Tedavide kullanılan ilaçların sık sık ve gereksiz olarak değiştirilmesi, tedavi süreçlerini etkileyen önemli bir sorundur. İlaç dozunun yetersiz kaldığına karar vermek için en az 3 hafta beklenmesi ve sonra gerekiyorsa doz artırımı yapmak ya da farklı gruptan yeni bir ilaç eklemek daha doğru olacaktır. İlaçların tam etkili seviyeye ulaşması genellikle 2 ayı bulabilir.
Hastaların değişik nedenlerle ilaçlarını birdenbire kesmelerinin ciddi komplikasyonlara yol açabileceği unutulmamalıdır. Tansiyonu bir yay gibi düşünecek olursak bu yaya basan gücün bir anda kaldırılması nasıl ki yayı fırlatırsa tansiyon ilacının aniden kesilmesi de bir anda tansiyonu fırlatarak inme , kalp krizi veya beyin kanamasına yol açabilir. Buna “rebound etki” diyoruz. İlaçların mutlaka azaltılarak kesilmesi gerekir ki bu süre en az 10 gün olmalıdır.
Evde ölçülen tansiyonun yüksek çıkması sonrası felç olurum korkusuyla acil servise koşturulması da ilacını düzenli kullanan hastalar için çoğu zaman gereksizdir. Özellikle hiçbir yakınması olmayan hastalarda kan basıncının kısa sürede düşürülmeye çalışılması gereksiz ve hatta zararlı olabilecek bir uygulamadır.
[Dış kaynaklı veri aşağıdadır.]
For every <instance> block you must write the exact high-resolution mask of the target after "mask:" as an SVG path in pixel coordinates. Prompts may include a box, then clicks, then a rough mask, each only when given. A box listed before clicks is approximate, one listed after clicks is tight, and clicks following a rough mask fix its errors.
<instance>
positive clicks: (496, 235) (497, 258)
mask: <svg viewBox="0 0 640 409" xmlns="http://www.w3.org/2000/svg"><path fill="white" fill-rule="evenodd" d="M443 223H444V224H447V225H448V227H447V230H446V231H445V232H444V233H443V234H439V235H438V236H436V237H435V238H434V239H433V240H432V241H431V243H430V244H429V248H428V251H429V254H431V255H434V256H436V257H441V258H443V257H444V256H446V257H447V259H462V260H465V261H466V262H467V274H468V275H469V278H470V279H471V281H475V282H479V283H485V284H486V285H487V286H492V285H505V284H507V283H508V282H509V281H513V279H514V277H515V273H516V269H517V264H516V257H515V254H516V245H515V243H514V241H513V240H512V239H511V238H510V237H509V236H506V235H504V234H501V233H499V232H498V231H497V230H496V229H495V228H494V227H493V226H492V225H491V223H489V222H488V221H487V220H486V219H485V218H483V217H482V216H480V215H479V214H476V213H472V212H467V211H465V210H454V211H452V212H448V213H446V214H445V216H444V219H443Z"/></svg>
Hipertansif acil tabloları sırasında düzeltilmesi gereken, kan basıncındaki yükseklik değil, hastanın yakınmalarıdır. Acil servislerde ve maalesef bazen de hastanın evinde kullanıldığına sıkça şahit olduğumuz dil altı Kapril veya benzeri ilaçların uygulanması gereksizdir. Yakın zamana kadar kullanılan dil altı Nifedipin de zararlı olduğu saptanarak terkedilmiştir.
Çoğunlukla belirti vermeyen bir hastalık için ömür boyu ilaç kullanımı konusunda hastanın ikna edilebilmesi çoğu zaman güç olmaktadır. Hipertansiyona bağlı olarak zaman içerisinde gelişebilecek hedef organ hasarının iyi bir şekilde anlatılması bu süreçte işe yarayabilir.
Hipertansiyon tedavisi ömür boyu süreceğinden takip periyotlarının da tedavinin etkinliği, yan etkiler, risk faktörleri ve hedef organ hasarının değerlendirilmesi için uygun aralarla seçilmesi gerekir. Kan basıncı tam olarak kontrol altına alındıktan sonra 6 aylık aralıklarla yapılacak kardiyoloji muayeneleri yeterli olacaktır.